AME : "Nous sommes inquiets pour la santé des plus démunis"
Aujourd’hui en France, 300 000 personnes bénéficient de l’Aide Médicale d’Etat qui prend en charge leurs soins pour un montant global de 943 millions d’euros. Les associations craignent une réforme qui limiterait son accès. Les explications de Nathalie Godard, responsable du plaidoyer France à Médecins du Monde.
Risques d'une réduction de la protection apportée par l’AME
Nathalie Godard, Médecins du Monde : "Nous sommes inquiets pour la santé des personnes les plus démunies en France aujourd’hui. Nous sommes dans l’attente mais le projet du gouvernement a priori de restreindre leur accès aux soins notamment en introduisant un ticket modérateur, ça ferait partie des options sur la table, c’est-à-dire en faisant partie une partie de la consultation qui sont bénéficiaires de l’Aide Médicale d’Etat.

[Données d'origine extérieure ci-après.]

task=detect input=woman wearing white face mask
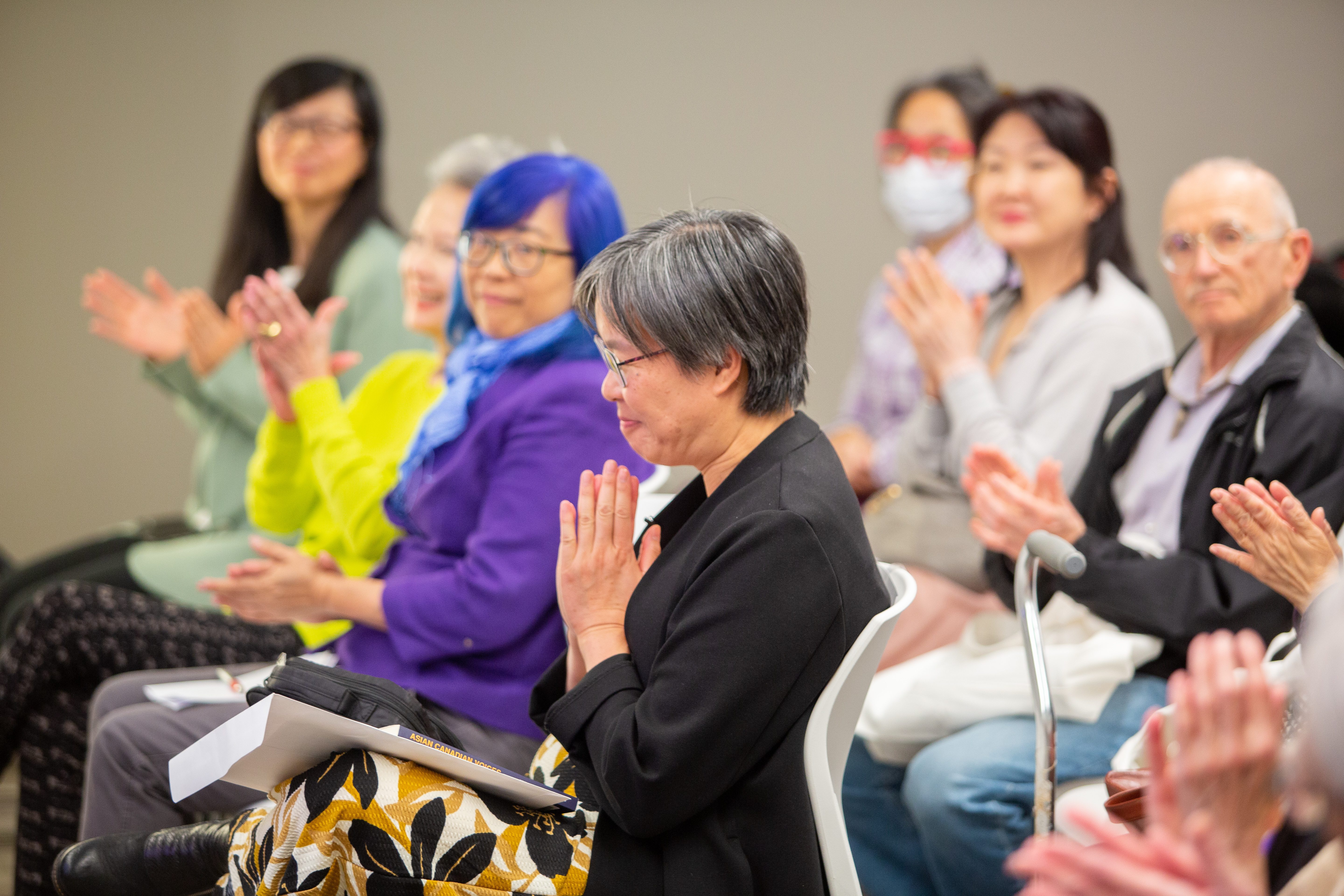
[829,67,1008,500]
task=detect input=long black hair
[210,59,391,310]
[974,87,1148,293]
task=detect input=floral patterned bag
[215,738,597,896]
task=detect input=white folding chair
[802,563,915,896]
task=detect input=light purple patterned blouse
[828,222,1016,485]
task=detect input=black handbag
[247,654,462,749]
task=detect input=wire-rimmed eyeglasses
[593,336,667,388]
[457,230,574,277]
[1157,222,1288,274]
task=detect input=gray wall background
[0,0,1344,557]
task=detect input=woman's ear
[710,345,747,398]
[1087,167,1120,222]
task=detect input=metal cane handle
[1013,529,1087,837]
[1027,529,1087,579]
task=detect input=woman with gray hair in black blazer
[56,211,890,896]
[532,210,888,896]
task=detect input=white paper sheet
[144,650,336,712]
[168,694,570,809]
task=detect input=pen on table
[215,666,243,693]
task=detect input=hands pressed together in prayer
[882,247,989,398]
[555,461,663,688]
[196,536,387,630]
[1007,631,1285,896]
[239,271,360,423]
[1208,480,1344,612]
[82,267,245,376]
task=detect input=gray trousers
[79,664,540,840]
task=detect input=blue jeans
[841,676,1167,896]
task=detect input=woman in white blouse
[884,90,1172,665]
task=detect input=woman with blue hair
[72,154,652,837]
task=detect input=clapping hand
[882,247,989,396]
[180,289,245,376]
[961,445,1087,557]
[1208,480,1344,611]
[196,536,341,625]
[555,461,663,685]
[239,271,360,422]
[81,267,187,364]
[1007,631,1284,896]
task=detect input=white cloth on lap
[856,591,1162,764]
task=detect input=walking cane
[1012,529,1087,837]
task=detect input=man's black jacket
[985,313,1344,677]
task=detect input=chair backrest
[802,563,915,896]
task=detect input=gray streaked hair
[426,134,527,189]
[574,208,809,416]
[1172,156,1297,230]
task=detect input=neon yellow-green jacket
[247,352,444,645]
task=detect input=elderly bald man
[845,158,1344,896]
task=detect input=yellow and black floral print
[215,738,597,896]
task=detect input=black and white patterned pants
[0,582,302,896]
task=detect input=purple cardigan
[336,360,653,738]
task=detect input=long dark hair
[974,87,1148,293]
[210,59,391,310]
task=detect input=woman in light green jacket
[8,60,429,618]
[0,59,430,893]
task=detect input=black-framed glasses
[1157,222,1288,274]
[457,230,574,277]
[263,112,363,144]
[593,336,667,388]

Une autre option serait de réduire le panier de soins, donc le nombre de soins qui seraient couverts par cette protection. Tout ça nous inquiète énormément puisque les personnes qu’on voit sont très démunies : pour être éligible à l’AME il faut gagner moins de 746 euros par mois. C’est vraiment un niveau de précarité très élevé. Ces personnes sont dans un état de vulnérabilité et de besoin de soins qui est très important."
Des pathologies provoquées par les conditions de vie
Nathalie Godard, Médecins du Monde : "Les personnes que l’on voit dans nos centres de santé sont des personnes qui vivent dans des conditions très difficiles, à la rue, dans des campements, ou hébergés à droite à gauche mais en tout cas leurs conditions de vie sont extrêmement précaires. Et ça c’est une cause de problèmes de santé : dans nos centres de santé, les personnes éligibles à l’AME souffrent plus de pathologies infectieuses respiratoires, digestives ou cutanées qui sont liées à la précarité que parmi les patients d’un médecin généraliste. La tuberculose en fait partie."
Sans AME, des coûts supplémentaires à prévoir
Nathalie Godard, Médecins du Monde : "Si on laisse ces situations se dégrader sans faciliter les prises en charge précoce, ça va être beaucoup plus difficile de les prendre en charge, ça deviendra plus grave et donc aussi plus coûteux ! Les personnes iront aux urgences au lieu d’aller en médecine de ville. Cela concerne aussi des problématiques de santé psychique entraînées par leurs parcours migratoires."
Pas de soins de confort avec l'AME
Nathalie Godard, Médecins du Monde : "Le panier de soins de l’AME est bien plus réduit que celui du régime général de la Sécurité Sociale. Donc c’est faux de dire que les soins de confort sont accessibles aux personnes bénéficiaires de l’AME ! Ensuite l’absence de données très objectives sur l’AME alimente en fait beaucoup de fantasmes : il n’y a pas aujourd’hui de rapport sur l’état de santé des bénéficiaires.
Nous, ce que nous voyons c’est que le problème aujourd’hui c’est beaucoup plus le non-recours des personnes, c’est-à-dire leur difficulté à avoir accès à cette couverture maladie plutôt que l’abus. Les personnes qu’on voit dans nos centres de santé, ont un fort taux de non recours : 90% des personnes qui sont éligibles à l’AME ne l’ont pas. Ces personnes devraient en bénéficier et ne l’ont pas parce que c’est assez compliqué de l’obtenir."
Des conditions d’accès difficiles
Nathalie Godard, Médecins du Monde : "Les personnes doivent prouver qu’elles sont en France depuis 3 mois, avoir un document qui permet de le prouver alors que par définition, les bénéficiaires potentiels n’ont pas de titre de séjour. Il faut avoir une adresse, ce qui est très compliqué pour les personnes qui sont dans des situations très précaires. Et puis il faut remplir un document, quand on ne parle pas la langue c’est difficile. Enfin, cela dure une année : au bout d’un an il faut renouveler. Donc on a aussi beaucoup de situations de ruptures de droit. Un autre frein à l’accès aux soins est lié au fait que l’AME ne donne pas l’accès à une carte vitale. Les personnes sont donc parfois confrontées à des refus de soins parce qu’ils n’ont pas de carte vitale permettant de mettre en œuvre la télétransmission. Les demandeurs d’asile, dès lors qu’ils ont le récépissé qui en atteste, sont éligibles à la sécurité sociale classique."